The new morning brought with it a sense of calm. At this point, we were just so happy to be getting married, and to have a place to do it. We started the day with gratitude for our family and friends, already feeling enveloped in love. It felt like everyone was rallying behind us, that everyone was more personally invested in our wedding, having been intimately involved in its ability to happen. Alex and I spent the morning together, drinking coffee, overlooking the not-yet-awake city, anticipating the day and what it would bring. We hoped it would be a joyous day, filled with family, friends, good food, and a lot of love. And it was. But it was so much more.

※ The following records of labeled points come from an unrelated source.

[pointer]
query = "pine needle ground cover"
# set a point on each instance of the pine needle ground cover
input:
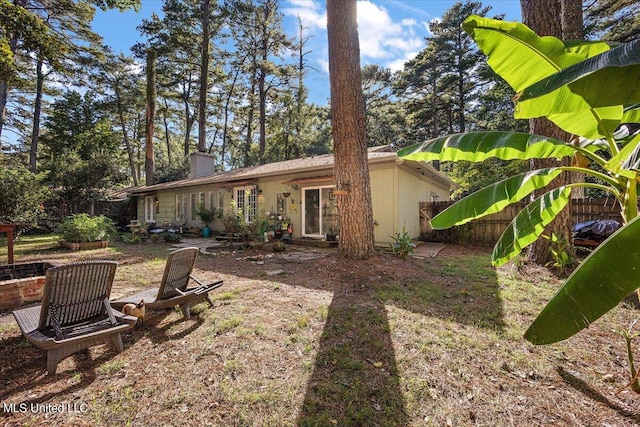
(322, 341)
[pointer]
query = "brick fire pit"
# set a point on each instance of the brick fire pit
(21, 283)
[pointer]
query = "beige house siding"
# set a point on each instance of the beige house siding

We could not have anticipated the feelings of elation, and completely overwhelming feeling of love the day would bring. From the moment our friends arrived, the air changed, it was electric-joy everywhere. You could feel the outpouring of love from everyone that came to be there, we have never felt more loved in our lives. Nor have we smiled, laughed, or hugged so much. It was pure magic. It flew by, like everyone said it would, and yet, I felt completely present, the details of the day etched firmly into my memory, a highlight reel I replay often. There were so many moments that stood out: our vows when the entire world melted away; our friends circle dancing around us as Alex spun me around on the dance floor; my little sister’s incredible speech that rendered me laugh-crying for several minutes; the sunset pictures alone in an abandoned lot next door; the piñata that would. not. break. and then finally did, with a grand confetti-glow stick explosion. When our friends decided to wear said piñata on their heads while they danced.

Yes, things went wrong, but we didn’t care; we couldn’t. Very little could have brought us down off that cloud. And they didn’t matter anyway; something going wrong at our wedding meant we were having a wedding in the first place. And in a way, I was thankful for all of the trials of the past few weeks. They wore me down, and I had little anxiety or worry left to give. The threat of a canceled wedding, or even a wedding that looked nothing like we so carefully planned, removed any worry about the small, insignificant details. Instead, all we could do was enjoy the moments with our people, soak in all the love, and be deliriously happy we were married, that we made it there.

At the end of the night, after most people left, our best friends sat around the pool. Glassware had long been abandoned. As we passed around the remnants of the last bottles of wine, we watched as our oldest friends from childhood laughed alongside our best friends from our adult life. The whole day was incredible, but it hit me then, seeing all these people that meant the world to us, in one place, all one community that surrounded us, how special this moment was, and that it would likely never come again. How truthfully none of the worries I held about the day were necessary. It would have been wonderful not matter what: we had each other, and our people. I wanted to live so badly in that moment, and swim in all the joy I felt. I willed the hours to linger. But of course, it had to end. The evening wore down and the remainder of our friends departed. In those early morning hours, we stood at the top of the staircase, as the front door shut for the last time that night, we smiled sleepily to each other and whispered, “We did it.”